Nihayet evime yerleştim, annem gelip evin dipköşe temizliğini yaptı. Tabii lafını esirgemedi yine. Gardırobumda elbiselerimi görmüş, ``elbiseler de alır olmuşsun artık`` dedi. Sessiz kaldım. Annem evden ayrıldığında, ``oh be!`` dedim, ``... İşte bu! Özgürlük!``. Hayatım daha pozitif geçiyordu artık, üniversite korktuğum gibi değilmiş. Sınıf arkadaşlarım hiç yadırgamadı beni. Unisexten kadın kıyafetlerine geçmiştim artık.
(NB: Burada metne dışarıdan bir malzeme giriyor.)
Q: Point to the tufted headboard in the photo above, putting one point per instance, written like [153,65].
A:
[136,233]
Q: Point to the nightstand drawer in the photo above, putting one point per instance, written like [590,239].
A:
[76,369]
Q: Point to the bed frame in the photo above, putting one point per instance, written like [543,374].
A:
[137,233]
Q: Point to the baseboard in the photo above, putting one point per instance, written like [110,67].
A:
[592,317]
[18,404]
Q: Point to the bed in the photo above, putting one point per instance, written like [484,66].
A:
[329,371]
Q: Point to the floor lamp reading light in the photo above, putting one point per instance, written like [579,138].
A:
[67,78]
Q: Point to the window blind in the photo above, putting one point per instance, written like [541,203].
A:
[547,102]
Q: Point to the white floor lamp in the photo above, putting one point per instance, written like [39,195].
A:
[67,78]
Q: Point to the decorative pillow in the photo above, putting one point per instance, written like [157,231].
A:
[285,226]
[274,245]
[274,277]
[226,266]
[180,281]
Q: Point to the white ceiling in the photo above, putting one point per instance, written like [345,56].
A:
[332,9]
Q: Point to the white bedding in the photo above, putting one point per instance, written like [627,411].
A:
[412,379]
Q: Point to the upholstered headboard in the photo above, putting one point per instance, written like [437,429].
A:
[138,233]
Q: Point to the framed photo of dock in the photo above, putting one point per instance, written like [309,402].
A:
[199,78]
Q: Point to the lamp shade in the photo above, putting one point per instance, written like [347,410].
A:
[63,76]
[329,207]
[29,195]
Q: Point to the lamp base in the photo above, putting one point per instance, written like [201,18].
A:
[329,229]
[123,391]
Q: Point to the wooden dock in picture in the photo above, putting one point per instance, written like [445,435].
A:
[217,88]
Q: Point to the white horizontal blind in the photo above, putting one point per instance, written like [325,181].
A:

Saçım git gide uzuyordu, neredeyse omuzlarımdaydı. Ayna karşısında daha fazla vakit geçirir olmuştum. Vücut kıllarım ve cinsel organım haricinde vücudumla barışmıştım, tabii aynalarla da. O kadar da kalın değilmiş aslında belim ve omuzlarım, ben fazla takıyormuşum meğer. Okula giderken tatlı bir heyecan basıyordu; ne giysem telaşı... Saçlarımı düzleştiriyor, hafif bir göz makyajı ve ruj sürüp koyuluyordum yola. Bakışlar değişmişti sanki, çoğu kişi ya transseksüel olduğumu anlamıyordu ya da anlıyor ama teşhirci olmayışımı takdir edip aşağılayıcı, ayrıştırıcı bakmıyordu bana. Çok nadir nefret söylemlerine maruz kalıyordum yaşadığım çevrede. Mutluydum. İsim seçmeliydim derhal. Sosyal çevremde kimlikteki ismimle anılmak beni rencide ediyordu. Ne olabilir, ne olabilir derken hem kimlikteki ismime yakın hem de anlamlı bir şey olsun dedim. Buldum! Mira! Kimlikteki ilk ismim ile iki harfi uyumlu, ayrıca Rumca kader demek. Kaderimi yaşıyorum nihayetinde. Kimlikteki ikinci ismime uygun olarak da Stefania`yı seçtim, kilise nikahlarında gelin ve damadın başına taktıkları taca verilen isim, bağlılığı sembolize ediyor. Mira Stefania! Tamamdır, işte bu! Harmonisi de gayet hoş. Artık bu şekilde kendimi takdim ediyordum çevremdekilere, kısa bir sürede kendim de alıştım ismime. Mutluluğum günden güne artıyordu ama bir türlü tam olarak tatmin olmuyordum. Tam her şey yolunda derken bir aksilik çıkıyordu beni yerle bir eden. Yüzümü her gün traş etmek zorundaydım misal, cildim hassas olduğu için tahriş oluyordu, en kaliteli fondoten dahi tam olarak kapatmaz olmuştu tahriş izlerini. Hergün traş oldukça kıllar daha da kalın çıkıyor beni depresyona sürüklüyordu. Evden çıkmaz olmuştum. Bir hafta kadar bakkala dahi gitmedim. Daha sonra toparlanmalı dedim kendi kendime. Artık toparlanmalı!
Kendine gel, Mira!
Bir yerden başlamalıydım artık, böyle olmaz! İnternetten Türkiye`deki cinsiyet uyumlama süreci hakkında detaylı bilgi toplamalıydım. Ulaşabildiğim kadar insana ulaştım. Uyumlama sürecinde olan transseksüel bireylerle iletişime geçtim. Haftalarca sürdü araştırmam, bu süre içerisinde aralıklı da olsa dışarı çıkar olmuştum. Bir şeyler yapıyor olmak moral veriyordu bana. Cerrahpaşa Tıp Fakültesi`nde Uzm. Dr. Şenol Turan ilgileniyormuş transseksüalite vakaları ile. Hemen gidip randevu aldım kendisinden. Randevu günü gittiğimde geçmişten günümüze olduğu gibi birer birer anlattım ne var ne yoksa. Sonrasında belli başlı kağıt üzerinde testler yapmamı istedi; ailevi durumum ve sağlığımla ilgili testler. Üç ay sonraki randevumda testleri teslim ettim kendisine, benden IQ ve bir kaç test daha yapmamı istedi. Beşyüz seksen küsür soruluk IQ testi ve görsel hafıza zımbırtıları...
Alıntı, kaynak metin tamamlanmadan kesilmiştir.